The artist speaks openly and unabashedly about his own identity and there is a strong autobiographical element in his work. During childhood, he retreated into a private world of fantasy, and in his teens Perry discovered his predilection for cross-dressing. His female alter-ego Claire and his childhood teddy bear Alan Measles appear in many of his works.

Perry is celebrated for his ability to combine highly crafted objects with scenes of contemporary life. His subject matter is drawn from his own childhood and life as a transvestite, as well as wider social issues from class, sex and religion, masculinity and the current cultural and political landscape.

Autobiographical references can be read in tandem with questions about décor and decorum, class and taste, and the status of the artist versus that of the artisan.

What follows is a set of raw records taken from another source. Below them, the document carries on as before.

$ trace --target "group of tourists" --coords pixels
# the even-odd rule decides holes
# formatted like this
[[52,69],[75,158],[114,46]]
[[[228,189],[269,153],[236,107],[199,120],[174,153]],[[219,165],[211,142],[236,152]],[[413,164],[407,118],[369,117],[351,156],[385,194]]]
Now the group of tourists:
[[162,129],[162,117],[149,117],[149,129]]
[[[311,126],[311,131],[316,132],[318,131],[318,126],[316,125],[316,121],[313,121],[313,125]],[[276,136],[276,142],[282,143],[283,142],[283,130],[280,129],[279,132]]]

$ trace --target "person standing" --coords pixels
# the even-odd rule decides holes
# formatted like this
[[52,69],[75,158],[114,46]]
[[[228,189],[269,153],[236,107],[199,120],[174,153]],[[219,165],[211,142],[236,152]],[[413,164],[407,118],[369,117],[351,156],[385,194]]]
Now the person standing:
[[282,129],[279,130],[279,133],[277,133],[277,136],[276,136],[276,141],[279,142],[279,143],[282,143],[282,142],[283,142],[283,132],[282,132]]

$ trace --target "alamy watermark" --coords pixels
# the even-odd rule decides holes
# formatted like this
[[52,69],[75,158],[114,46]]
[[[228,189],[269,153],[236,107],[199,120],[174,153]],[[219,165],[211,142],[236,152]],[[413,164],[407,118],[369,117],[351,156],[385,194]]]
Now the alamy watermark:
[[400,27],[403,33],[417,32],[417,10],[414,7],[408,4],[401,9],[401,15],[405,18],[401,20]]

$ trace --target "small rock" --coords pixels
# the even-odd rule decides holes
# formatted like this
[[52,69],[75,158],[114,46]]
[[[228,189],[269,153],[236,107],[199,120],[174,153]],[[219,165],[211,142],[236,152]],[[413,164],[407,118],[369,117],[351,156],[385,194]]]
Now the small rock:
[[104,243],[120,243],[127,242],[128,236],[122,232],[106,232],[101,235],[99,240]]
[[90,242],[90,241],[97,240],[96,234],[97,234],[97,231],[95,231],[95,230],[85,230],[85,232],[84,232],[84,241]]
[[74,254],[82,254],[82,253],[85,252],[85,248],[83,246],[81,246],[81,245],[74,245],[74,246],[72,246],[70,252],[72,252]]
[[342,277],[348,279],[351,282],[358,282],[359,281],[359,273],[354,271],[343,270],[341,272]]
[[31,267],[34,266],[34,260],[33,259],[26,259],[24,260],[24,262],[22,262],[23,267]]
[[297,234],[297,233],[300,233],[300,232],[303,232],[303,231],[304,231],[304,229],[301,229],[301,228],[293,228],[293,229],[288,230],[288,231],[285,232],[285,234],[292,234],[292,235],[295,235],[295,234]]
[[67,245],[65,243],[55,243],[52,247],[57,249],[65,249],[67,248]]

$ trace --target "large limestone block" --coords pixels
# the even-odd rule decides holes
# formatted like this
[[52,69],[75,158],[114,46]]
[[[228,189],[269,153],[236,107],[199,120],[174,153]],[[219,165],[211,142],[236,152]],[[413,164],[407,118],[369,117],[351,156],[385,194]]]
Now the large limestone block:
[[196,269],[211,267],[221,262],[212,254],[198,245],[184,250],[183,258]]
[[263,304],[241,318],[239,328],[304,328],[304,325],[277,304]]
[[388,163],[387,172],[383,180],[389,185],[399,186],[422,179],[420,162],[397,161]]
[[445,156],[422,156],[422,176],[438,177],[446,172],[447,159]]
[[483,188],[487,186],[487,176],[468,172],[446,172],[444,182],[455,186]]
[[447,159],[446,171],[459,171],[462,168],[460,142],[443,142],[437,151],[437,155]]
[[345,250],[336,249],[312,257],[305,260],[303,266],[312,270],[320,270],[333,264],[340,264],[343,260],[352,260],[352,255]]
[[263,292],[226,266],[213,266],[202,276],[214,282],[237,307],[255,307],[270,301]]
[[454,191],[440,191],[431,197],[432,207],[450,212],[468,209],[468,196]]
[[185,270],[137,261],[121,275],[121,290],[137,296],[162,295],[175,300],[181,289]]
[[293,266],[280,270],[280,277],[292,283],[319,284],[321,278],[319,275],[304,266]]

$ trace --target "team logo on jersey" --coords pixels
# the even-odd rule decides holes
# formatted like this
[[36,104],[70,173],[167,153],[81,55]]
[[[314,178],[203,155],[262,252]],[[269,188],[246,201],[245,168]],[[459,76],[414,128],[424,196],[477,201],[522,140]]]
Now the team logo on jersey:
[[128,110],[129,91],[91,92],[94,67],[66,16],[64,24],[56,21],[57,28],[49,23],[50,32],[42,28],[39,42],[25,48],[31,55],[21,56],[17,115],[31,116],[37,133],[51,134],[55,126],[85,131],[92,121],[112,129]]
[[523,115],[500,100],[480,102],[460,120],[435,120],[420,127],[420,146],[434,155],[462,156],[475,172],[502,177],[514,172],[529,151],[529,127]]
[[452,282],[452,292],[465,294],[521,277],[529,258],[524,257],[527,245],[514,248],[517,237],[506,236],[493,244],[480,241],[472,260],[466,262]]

Perry uses ceramics and other art forms to make stealthy comments about society, its pleasures as well as it injustices and flaws, and to explore a variety of historical and contemporary themes.

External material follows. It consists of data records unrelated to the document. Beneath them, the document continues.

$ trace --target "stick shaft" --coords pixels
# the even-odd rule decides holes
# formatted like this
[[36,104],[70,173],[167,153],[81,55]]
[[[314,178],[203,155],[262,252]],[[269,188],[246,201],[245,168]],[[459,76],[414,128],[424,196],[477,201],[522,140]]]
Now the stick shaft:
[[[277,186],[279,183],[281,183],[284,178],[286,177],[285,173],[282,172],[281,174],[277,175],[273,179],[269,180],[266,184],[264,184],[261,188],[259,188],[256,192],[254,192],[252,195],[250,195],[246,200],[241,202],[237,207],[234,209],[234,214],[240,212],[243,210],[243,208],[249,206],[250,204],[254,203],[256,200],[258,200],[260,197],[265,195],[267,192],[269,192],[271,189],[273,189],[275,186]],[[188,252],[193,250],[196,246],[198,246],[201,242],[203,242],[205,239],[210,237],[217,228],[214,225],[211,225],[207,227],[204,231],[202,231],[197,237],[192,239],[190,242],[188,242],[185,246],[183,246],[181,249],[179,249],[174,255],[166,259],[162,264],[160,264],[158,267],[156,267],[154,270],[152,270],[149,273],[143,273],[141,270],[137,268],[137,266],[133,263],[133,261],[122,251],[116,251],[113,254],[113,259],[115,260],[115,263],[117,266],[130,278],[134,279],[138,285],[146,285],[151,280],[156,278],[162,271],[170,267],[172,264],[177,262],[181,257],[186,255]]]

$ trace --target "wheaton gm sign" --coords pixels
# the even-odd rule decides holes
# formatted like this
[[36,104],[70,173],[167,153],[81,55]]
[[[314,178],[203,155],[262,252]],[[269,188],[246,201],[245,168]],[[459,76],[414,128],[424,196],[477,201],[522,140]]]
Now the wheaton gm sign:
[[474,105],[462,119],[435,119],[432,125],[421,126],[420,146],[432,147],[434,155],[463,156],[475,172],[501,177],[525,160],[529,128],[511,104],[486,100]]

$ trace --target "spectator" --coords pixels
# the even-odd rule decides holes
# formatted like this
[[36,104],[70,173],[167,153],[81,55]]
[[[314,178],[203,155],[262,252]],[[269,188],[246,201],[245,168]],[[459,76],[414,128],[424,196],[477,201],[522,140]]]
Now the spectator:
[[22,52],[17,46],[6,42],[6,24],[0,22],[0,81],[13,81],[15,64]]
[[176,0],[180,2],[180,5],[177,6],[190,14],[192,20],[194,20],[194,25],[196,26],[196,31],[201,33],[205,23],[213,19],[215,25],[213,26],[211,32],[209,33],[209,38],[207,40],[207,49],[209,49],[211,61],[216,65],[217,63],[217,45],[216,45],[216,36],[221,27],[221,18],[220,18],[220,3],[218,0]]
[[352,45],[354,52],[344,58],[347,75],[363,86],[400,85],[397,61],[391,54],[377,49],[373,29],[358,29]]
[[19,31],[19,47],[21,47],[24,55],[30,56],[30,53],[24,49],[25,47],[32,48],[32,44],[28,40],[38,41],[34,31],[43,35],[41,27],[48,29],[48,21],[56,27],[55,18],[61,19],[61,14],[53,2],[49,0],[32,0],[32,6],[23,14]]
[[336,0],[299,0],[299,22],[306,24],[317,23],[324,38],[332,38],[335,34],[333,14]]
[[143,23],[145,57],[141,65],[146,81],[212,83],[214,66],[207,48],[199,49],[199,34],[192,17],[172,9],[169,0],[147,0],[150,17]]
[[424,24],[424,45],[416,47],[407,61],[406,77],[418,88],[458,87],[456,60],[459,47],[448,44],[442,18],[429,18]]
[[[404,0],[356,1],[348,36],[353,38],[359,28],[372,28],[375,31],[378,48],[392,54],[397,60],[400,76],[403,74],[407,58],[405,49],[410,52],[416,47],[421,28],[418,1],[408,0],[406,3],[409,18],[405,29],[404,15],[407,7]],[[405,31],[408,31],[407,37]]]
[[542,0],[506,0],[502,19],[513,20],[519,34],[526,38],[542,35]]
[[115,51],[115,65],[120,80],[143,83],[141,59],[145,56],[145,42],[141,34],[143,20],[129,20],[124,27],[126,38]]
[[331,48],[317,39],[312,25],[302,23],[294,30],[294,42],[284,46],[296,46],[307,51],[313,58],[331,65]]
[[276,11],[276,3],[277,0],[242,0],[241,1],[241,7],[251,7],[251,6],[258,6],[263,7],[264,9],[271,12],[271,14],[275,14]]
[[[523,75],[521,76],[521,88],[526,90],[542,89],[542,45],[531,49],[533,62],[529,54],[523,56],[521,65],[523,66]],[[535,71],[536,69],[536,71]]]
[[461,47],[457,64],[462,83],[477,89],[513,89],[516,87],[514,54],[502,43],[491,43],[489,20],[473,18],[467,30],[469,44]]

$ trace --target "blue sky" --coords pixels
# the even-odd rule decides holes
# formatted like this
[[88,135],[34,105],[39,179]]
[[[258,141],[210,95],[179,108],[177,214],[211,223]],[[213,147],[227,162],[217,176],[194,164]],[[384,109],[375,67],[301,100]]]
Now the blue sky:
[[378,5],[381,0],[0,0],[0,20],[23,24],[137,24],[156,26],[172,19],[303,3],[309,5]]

Talking about the title of his exhibition, Folk Wisdom Perry said: “These are common-sense beliefs passed down orally through generations of ordinary people. They are widely-held ideas which are not necessarily rational or scientifically proven, but in them, more often than not, is a grain of truth”.

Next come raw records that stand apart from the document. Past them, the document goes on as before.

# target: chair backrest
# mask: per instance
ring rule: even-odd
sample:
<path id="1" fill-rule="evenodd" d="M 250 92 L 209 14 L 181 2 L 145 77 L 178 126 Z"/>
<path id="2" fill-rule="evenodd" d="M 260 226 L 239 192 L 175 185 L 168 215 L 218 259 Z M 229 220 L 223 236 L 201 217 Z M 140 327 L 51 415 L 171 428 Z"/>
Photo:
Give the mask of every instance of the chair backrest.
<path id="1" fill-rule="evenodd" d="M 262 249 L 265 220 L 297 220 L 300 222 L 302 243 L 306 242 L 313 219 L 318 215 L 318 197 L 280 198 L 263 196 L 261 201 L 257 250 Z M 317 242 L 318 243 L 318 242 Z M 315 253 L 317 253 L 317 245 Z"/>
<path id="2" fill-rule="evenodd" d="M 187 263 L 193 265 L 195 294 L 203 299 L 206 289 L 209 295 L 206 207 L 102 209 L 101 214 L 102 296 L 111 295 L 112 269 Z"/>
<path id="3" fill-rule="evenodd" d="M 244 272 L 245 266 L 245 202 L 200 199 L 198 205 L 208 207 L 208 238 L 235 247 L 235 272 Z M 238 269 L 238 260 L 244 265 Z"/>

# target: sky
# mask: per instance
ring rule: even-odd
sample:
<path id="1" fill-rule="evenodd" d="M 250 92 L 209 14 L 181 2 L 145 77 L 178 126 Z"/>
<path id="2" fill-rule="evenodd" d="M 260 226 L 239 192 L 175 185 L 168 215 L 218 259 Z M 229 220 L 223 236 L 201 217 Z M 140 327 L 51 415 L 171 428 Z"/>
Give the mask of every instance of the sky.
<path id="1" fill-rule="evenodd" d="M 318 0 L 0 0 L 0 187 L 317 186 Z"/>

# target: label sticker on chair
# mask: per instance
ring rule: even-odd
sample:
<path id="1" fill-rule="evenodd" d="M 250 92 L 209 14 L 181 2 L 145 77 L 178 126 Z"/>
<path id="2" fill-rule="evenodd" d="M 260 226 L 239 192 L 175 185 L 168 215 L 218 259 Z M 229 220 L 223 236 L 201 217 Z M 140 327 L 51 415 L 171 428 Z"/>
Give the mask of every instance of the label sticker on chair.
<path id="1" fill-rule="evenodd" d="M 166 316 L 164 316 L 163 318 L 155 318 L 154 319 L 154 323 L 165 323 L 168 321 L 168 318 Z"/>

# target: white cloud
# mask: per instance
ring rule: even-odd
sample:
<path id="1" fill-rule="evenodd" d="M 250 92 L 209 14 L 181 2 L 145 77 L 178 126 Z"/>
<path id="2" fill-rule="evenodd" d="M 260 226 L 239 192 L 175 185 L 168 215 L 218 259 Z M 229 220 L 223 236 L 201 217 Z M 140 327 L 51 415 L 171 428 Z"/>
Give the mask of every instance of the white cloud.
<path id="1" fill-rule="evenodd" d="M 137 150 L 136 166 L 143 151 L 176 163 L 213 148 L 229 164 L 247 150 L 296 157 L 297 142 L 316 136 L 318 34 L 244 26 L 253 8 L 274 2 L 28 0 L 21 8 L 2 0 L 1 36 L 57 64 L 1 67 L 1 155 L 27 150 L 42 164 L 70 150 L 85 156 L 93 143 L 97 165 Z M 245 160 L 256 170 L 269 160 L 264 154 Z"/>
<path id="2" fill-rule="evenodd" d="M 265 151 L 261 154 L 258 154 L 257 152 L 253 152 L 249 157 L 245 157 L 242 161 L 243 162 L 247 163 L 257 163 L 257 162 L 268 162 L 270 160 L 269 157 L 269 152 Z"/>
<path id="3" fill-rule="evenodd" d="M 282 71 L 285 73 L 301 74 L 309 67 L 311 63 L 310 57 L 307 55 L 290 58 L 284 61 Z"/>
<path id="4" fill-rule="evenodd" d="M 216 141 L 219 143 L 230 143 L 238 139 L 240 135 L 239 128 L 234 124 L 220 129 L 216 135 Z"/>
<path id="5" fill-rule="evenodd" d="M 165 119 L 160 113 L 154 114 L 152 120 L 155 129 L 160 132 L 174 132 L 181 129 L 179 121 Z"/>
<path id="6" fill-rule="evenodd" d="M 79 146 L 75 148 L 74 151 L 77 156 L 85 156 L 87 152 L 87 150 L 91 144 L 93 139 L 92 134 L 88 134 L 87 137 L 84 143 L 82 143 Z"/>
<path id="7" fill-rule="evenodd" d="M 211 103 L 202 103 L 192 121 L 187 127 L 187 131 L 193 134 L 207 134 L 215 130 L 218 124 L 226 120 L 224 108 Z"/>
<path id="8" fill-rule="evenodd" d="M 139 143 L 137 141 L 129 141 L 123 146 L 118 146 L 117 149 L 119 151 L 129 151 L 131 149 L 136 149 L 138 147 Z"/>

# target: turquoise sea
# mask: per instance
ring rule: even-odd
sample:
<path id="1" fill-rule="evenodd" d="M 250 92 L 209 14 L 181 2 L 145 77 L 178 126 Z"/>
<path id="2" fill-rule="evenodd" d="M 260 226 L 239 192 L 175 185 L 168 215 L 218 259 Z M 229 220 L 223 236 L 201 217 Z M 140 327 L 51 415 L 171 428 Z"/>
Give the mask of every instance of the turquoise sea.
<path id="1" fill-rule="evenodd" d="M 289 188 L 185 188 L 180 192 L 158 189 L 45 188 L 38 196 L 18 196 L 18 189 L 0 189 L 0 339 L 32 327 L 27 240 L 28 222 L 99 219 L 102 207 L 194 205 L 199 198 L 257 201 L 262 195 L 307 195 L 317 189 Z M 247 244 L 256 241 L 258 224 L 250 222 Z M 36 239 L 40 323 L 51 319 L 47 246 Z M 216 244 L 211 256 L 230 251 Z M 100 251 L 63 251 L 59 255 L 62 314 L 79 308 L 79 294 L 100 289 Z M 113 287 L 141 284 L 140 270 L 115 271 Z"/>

Folk Wisdom includes Perry’s important recent work Matching Pair, 2017 – two monumental pots – which were made about Brexit and the battle between those who voted for Britain to leave the EU and those who wished to remain. They were created following an appeal by Perry through social media, when he invited the public to contribute ideas, images, phrases and photographs to represent the things people loved about Britain, their favourite brands, who represented their values and their thoughts about Brexit. That they look remarkably similar is, according to Perry, ‘a good result, for we all have much more in common than that which separates us.’

Just as an apparently benign or conservative medium such as ceramic is used to convey challenging ideas, Perry’s tapestries take an art form traditionally associated with grand houses – depicting classical myths, historical and religious scenes and epic battles – and play with the idea of using this ancient allegorical art to elevate the commonplace dramas and societal divisions of modern British life.

In the large-scale tapestry Battle of Britain, 2017, Perry creates a vista not dissimilar to the landscape of Essex, where he lived as a child. In its composition, it is redolent of one of Perry’s favourite paintings, Battle of Britain, 1941, by the British artist Paul Nash, in the collection of the Imperial War Museum, London. The work thus weaves in personal references with those alluding to current conflicts within our society.

Folk Wisdom exhibition also presents Perry’s famous motorbike, a Kenilworth AM1, 2010. Both artwork and mode of transport, it epitomises a broader theme in his art: the cultural, psychological and metaphorical journeys we all undertake from birth to death.